Blinken Meets With Chinese Deputy Leader Amid Ongoing Tensions

Eva Fu
By Eva Fu
September 18, 2023Chinashare

NEW YORK—Secretary of State Antony Blinken met with China’s deputy leader, Han Zheng, on the sidelines of the United Nations General Assembly on Sept. 18 in what marks the latest top-level exchange between the world’s two largest economic powers.

“The world expects us to responsibly manage our relationship,” Mr. Blinken said in brief remarks at the beginning of his meeting with Mr. Han. “The United States is committed to doing just that.

“From the perspective of the United States, face-to-face diplomacy is the best way to deal with areas where we disagree, and also the best way to explore areas of cooperation between us.”

The meeting, taking place a day after national security adviser Jake Sullivan held an unannounced meeting with China’s most senior diplomat, Wang Yi, in Malta, was part of the administration’s efforts to engage with senior Chinese officials to improve communications amid strained bilateral ties.

Mr. Blinken made his first trip to China as secretary of state this June in a push to revive military talks. He was followed by Commerce Secretary Gina Raimondo, Treasury Secretary Janet Yellen, and climate envoy John Kerry.

“It’s a good thing that we have this opportunity to build on the recent high-level engagements that our countries have had to make sure that we’re maintaining open communications and to demonstrate that we are responsibly managing the relationship between our two countries,” Mr. Blinken said.

Mr. Han said that “China–U.S. relations face many difficulties and challenges” and that he expects the United States to “show sincerity” in handling U.S.–China relations.

“The world needs a steady and sound China–U.S. relationship,” he said in a speech.

State Department spokesperson Matthew Miller said Mr. Blinken “emphasized that the United States will continue to use diplomacy to advance U.S. interests and values and to discuss areas of difference.”

He also said that Mr. Blinken “explored potential areas of cooperation and advocated for progress on shared transnational challenges” and touched on issues from the Russia–Ukraine war to North Korea’s “provocative actions.”

Beijing’s decision to send Mr. Han—who holds a largely nominal role—as its representative at the U.N. summit fueled speculation related to the political upheaval in the top ranks of Chinese leadership.

Aside from Chinese leader Xi Jinping himself, Mr. Wang, China’s foreign minister and head of the Chinese Communist Party’s (CCP’s) Central Foreign Affairs Commission, usually addressed the annual U.N. gathering in New York in the past.

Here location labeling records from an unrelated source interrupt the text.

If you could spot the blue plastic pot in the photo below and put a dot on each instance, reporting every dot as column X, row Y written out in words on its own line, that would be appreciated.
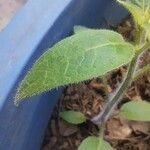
column 36, row 27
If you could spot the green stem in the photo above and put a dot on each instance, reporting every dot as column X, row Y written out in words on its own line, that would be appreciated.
column 141, row 72
column 103, row 117
column 104, row 79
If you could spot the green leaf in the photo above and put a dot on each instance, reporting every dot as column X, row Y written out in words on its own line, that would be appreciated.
column 136, row 110
column 94, row 143
column 140, row 9
column 78, row 29
column 73, row 117
column 77, row 58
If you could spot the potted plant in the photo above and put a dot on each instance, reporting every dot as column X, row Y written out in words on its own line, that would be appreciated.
column 36, row 27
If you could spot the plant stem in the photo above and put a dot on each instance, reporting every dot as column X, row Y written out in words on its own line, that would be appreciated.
column 104, row 115
column 104, row 80
column 141, row 72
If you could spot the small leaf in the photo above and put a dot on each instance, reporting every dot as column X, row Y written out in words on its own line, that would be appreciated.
column 94, row 143
column 83, row 56
column 139, row 9
column 78, row 29
column 136, row 110
column 73, row 117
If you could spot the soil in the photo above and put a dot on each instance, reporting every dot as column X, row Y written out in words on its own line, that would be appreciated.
column 89, row 98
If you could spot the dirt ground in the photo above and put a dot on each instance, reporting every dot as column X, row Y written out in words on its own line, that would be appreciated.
column 89, row 98
column 8, row 8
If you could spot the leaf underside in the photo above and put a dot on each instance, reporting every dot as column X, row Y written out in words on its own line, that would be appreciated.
column 136, row 110
column 83, row 56
column 94, row 143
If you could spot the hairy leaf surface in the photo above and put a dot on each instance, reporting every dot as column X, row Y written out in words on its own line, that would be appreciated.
column 94, row 143
column 78, row 29
column 136, row 110
column 73, row 117
column 83, row 56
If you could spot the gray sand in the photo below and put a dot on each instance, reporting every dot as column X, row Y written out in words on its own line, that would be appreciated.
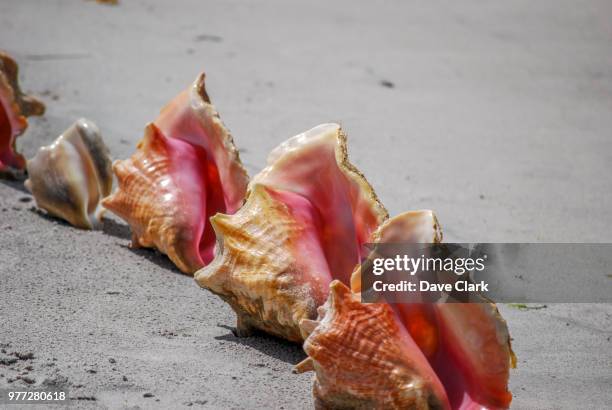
column 497, row 116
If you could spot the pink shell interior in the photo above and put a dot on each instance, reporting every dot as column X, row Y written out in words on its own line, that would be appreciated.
column 311, row 175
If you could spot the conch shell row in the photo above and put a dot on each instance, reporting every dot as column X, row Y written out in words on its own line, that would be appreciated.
column 379, row 356
column 185, row 170
column 282, row 251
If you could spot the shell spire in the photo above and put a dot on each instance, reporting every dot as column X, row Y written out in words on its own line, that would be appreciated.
column 184, row 170
column 306, row 218
column 15, row 107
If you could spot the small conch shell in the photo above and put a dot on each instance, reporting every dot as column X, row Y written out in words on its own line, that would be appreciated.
column 69, row 177
column 185, row 169
column 448, row 355
column 14, row 108
column 365, row 359
column 306, row 218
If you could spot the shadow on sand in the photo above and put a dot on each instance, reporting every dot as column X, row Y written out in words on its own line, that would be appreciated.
column 283, row 350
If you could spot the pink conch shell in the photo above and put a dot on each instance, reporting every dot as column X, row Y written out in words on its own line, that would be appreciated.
column 305, row 220
column 14, row 108
column 465, row 346
column 69, row 177
column 185, row 170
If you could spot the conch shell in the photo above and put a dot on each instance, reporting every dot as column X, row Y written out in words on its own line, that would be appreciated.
column 69, row 177
column 306, row 218
column 14, row 108
column 447, row 356
column 185, row 170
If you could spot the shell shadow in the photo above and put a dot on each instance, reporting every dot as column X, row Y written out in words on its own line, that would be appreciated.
column 122, row 231
column 154, row 256
column 279, row 349
column 16, row 184
column 118, row 230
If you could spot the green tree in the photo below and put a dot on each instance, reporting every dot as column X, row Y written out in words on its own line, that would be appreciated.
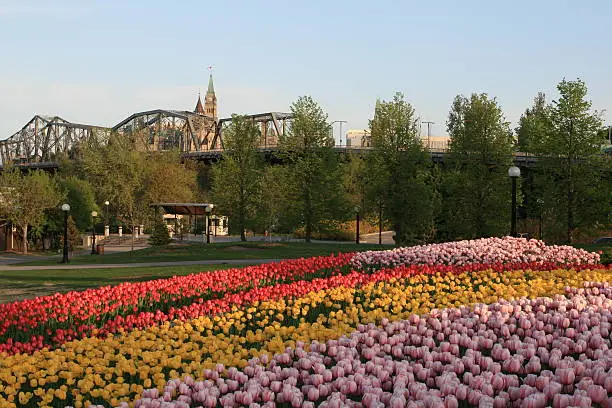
column 81, row 197
column 400, row 174
column 117, row 172
column 236, row 178
column 534, row 125
column 572, row 171
column 315, row 179
column 273, row 202
column 476, row 186
column 25, row 198
column 74, row 238
column 160, row 235
column 167, row 180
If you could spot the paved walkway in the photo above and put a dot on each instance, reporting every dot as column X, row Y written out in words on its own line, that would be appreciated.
column 6, row 267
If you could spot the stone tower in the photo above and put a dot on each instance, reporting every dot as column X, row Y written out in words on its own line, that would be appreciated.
column 199, row 108
column 210, row 103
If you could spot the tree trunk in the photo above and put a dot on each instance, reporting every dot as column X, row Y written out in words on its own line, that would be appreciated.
column 25, row 239
column 241, row 214
column 308, row 218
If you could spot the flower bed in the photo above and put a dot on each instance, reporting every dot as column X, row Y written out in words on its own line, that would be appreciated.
column 533, row 353
column 52, row 320
column 486, row 250
column 118, row 368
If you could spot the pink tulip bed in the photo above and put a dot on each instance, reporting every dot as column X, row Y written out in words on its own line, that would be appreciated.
column 495, row 322
column 524, row 353
column 485, row 250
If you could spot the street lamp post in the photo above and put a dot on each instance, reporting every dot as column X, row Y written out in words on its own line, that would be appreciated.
column 208, row 211
column 65, row 209
column 106, row 219
column 540, row 210
column 357, row 209
column 514, row 173
column 94, row 214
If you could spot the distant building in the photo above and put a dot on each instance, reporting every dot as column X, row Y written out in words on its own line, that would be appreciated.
column 357, row 138
column 436, row 142
column 360, row 138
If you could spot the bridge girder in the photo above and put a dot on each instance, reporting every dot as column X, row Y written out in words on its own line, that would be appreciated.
column 44, row 138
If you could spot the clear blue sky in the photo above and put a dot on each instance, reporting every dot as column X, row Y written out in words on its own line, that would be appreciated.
column 100, row 61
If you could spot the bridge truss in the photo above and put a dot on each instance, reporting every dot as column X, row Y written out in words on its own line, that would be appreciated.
column 159, row 130
column 44, row 138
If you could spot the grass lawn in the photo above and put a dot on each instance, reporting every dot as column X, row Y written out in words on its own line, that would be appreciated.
column 221, row 251
column 18, row 285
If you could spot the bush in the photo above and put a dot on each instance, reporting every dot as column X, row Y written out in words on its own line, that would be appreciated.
column 160, row 235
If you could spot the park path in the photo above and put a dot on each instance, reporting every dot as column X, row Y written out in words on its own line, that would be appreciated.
column 7, row 267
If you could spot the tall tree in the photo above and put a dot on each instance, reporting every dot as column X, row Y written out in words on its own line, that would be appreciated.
column 166, row 179
column 273, row 202
column 236, row 178
column 571, row 168
column 476, row 185
column 316, row 179
column 25, row 198
column 400, row 174
column 80, row 196
column 534, row 125
column 117, row 172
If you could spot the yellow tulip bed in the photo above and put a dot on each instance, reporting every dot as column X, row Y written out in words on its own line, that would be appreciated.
column 118, row 368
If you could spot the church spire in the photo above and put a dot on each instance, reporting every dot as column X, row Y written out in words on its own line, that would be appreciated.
column 211, row 88
column 210, row 104
column 199, row 108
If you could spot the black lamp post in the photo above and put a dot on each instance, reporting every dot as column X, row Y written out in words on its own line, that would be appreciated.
column 514, row 173
column 106, row 218
column 94, row 214
column 65, row 209
column 540, row 210
column 357, row 209
column 208, row 211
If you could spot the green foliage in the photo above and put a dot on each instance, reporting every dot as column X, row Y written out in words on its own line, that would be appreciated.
column 25, row 199
column 74, row 236
column 160, row 235
column 273, row 201
column 116, row 171
column 475, row 187
column 237, row 177
column 314, row 174
column 534, row 125
column 80, row 196
column 398, row 176
column 572, row 180
column 167, row 180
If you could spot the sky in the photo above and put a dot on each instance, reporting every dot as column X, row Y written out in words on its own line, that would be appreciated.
column 97, row 62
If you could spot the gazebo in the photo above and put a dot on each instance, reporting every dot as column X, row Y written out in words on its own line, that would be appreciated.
column 195, row 210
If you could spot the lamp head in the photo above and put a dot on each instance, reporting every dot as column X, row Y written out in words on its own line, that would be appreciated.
column 514, row 171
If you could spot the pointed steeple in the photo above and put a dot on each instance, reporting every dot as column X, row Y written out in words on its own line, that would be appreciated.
column 199, row 108
column 210, row 102
column 211, row 88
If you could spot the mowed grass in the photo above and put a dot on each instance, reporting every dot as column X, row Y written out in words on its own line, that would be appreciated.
column 18, row 285
column 217, row 251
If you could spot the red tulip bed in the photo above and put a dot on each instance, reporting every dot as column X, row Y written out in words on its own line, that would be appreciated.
column 406, row 327
column 50, row 321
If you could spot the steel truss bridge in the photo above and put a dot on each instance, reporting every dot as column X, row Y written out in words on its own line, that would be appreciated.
column 45, row 140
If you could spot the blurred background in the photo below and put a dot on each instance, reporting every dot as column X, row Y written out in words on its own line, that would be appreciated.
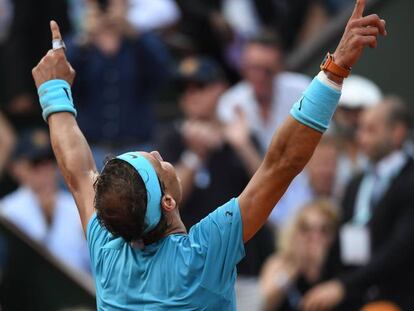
column 207, row 83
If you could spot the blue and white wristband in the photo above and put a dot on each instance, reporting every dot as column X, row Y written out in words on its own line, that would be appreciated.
column 318, row 103
column 55, row 96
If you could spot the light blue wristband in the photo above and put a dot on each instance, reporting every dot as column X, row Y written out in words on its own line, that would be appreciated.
column 55, row 96
column 317, row 106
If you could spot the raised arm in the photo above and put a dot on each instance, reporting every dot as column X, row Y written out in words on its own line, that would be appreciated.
column 53, row 77
column 294, row 143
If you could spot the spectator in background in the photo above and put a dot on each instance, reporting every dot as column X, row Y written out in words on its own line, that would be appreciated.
column 265, row 96
column 119, row 72
column 144, row 15
column 149, row 15
column 358, row 94
column 297, row 265
column 214, row 163
column 373, row 255
column 24, row 45
column 7, row 142
column 39, row 208
column 322, row 167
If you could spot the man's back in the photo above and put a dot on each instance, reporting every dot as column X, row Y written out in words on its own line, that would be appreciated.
column 179, row 272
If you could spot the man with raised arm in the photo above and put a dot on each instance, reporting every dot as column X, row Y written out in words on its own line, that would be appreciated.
column 142, row 257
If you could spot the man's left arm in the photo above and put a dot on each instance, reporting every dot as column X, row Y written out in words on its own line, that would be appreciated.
column 293, row 144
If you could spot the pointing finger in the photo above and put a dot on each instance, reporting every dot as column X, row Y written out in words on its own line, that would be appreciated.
column 359, row 9
column 54, row 28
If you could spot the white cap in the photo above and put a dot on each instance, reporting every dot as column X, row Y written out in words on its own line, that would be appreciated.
column 359, row 92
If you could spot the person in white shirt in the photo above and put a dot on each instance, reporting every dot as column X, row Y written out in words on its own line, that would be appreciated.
column 265, row 96
column 39, row 208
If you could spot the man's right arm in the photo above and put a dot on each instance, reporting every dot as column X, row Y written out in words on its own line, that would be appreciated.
column 71, row 150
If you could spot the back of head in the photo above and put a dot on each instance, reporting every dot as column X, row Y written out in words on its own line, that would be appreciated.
column 322, row 206
column 121, row 199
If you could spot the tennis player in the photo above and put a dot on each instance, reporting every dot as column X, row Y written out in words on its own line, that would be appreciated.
column 142, row 256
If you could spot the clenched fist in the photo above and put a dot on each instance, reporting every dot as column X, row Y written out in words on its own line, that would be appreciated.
column 54, row 64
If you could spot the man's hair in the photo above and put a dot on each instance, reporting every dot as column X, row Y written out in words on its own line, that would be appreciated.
column 121, row 202
column 267, row 38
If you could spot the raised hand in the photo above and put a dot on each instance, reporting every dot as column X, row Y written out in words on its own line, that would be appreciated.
column 360, row 32
column 54, row 64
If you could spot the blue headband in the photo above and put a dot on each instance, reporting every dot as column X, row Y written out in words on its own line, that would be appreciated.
column 150, row 178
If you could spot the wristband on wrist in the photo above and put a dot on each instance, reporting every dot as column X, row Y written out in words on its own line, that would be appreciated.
column 317, row 105
column 55, row 96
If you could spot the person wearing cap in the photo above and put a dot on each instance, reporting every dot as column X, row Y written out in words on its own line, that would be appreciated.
column 39, row 208
column 214, row 162
column 142, row 256
column 358, row 94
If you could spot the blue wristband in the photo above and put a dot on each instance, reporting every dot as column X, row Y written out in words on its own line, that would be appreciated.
column 317, row 106
column 55, row 96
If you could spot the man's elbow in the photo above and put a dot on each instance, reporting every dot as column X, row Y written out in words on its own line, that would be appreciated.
column 288, row 164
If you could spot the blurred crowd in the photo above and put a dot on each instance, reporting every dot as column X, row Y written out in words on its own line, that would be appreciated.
column 204, row 83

Mr. Wang stepped in for former Chinese Foreign Minister Qin Gang in July after the latter went missing from the public eye with little explanation—one of three top Chinese officials dismissed in succession in just two months’ time. Li Shangfu, the country’s defense minister, has vanished for nearly three weeks and missed at least one meeting with foreign counterparts.

The White House has described the meeting between Mr. Wang and Mr. Sullivan as “candid, substantive, and constructive.”

Taiwan was a topic that came up in both days’ U.S.–China meetings, with Mr. Sullivan and Mr. Blinken stressing the importance of “peace and stability across the Taiwan Strait.”

Mr. Wang, as a response to Mr. Sullivan on Sept. 17, repeated the assertion that the Taiwan issue is the “first red line that cannot be crossed,” warning the U.S. side to not support Taiwan independence.

Hours later, the regime sent 103 warplanes toward the self-ruled island, setting a new high in military demonstrations that have sharply increased in recent years and prompting Taiwan’s Defense Ministry to demand an immediate stop to the “destructive” harassment.

“They’ve continued in a very dangerous and irresponsible way—the CCP—to ratchet up their pressure, their provocation, and we cannot allow that to stand,” Rep. Pat Ryan (D-N.Y.), who sits on the House Armed Services Committee, told The Epoch Times, noting that the provocation serves as another reminder of the need of U.S. support.

He also noted that he’ll continue to advocate more military support to Taiwan so that “they can continue to uphold their democracy and their values” in the face of the CCP aggression.

Rep. Young Kim (R-Calif.), who chairs the Subcommittee on Indo-Pacific at the House Foreign Affairs Committee, meanwhile questioned whether engaging with Beijing will yield results for the United States.

“The CCP’s threats against Taiwan should not be taken lightly by the United States,” she told The Epoch Times. “The Biden administration’s repeated concessions to simply get a meeting with CCP are emboldening the CCP to continue its reckless behavior.”

“We have to continue to support our partners in Taiwan. We have to continue to make crystal clear that any action that undercuts their safety and security is unacceptable.”

President Joe Biden has expressed disappointment that Mr. Xi skipped the G20 leaders’ gathering in India, but the president said that he was “going to get to see him.”

The next likely opportunity for such a talk is the Asia-Pacific Economic Cooperation summit in San Francisco in November. China’s top security agency, the Ministry of State Security, has recently hinted that the prospect of any such meeting would depend on the United States “showing sufficient sincerity.”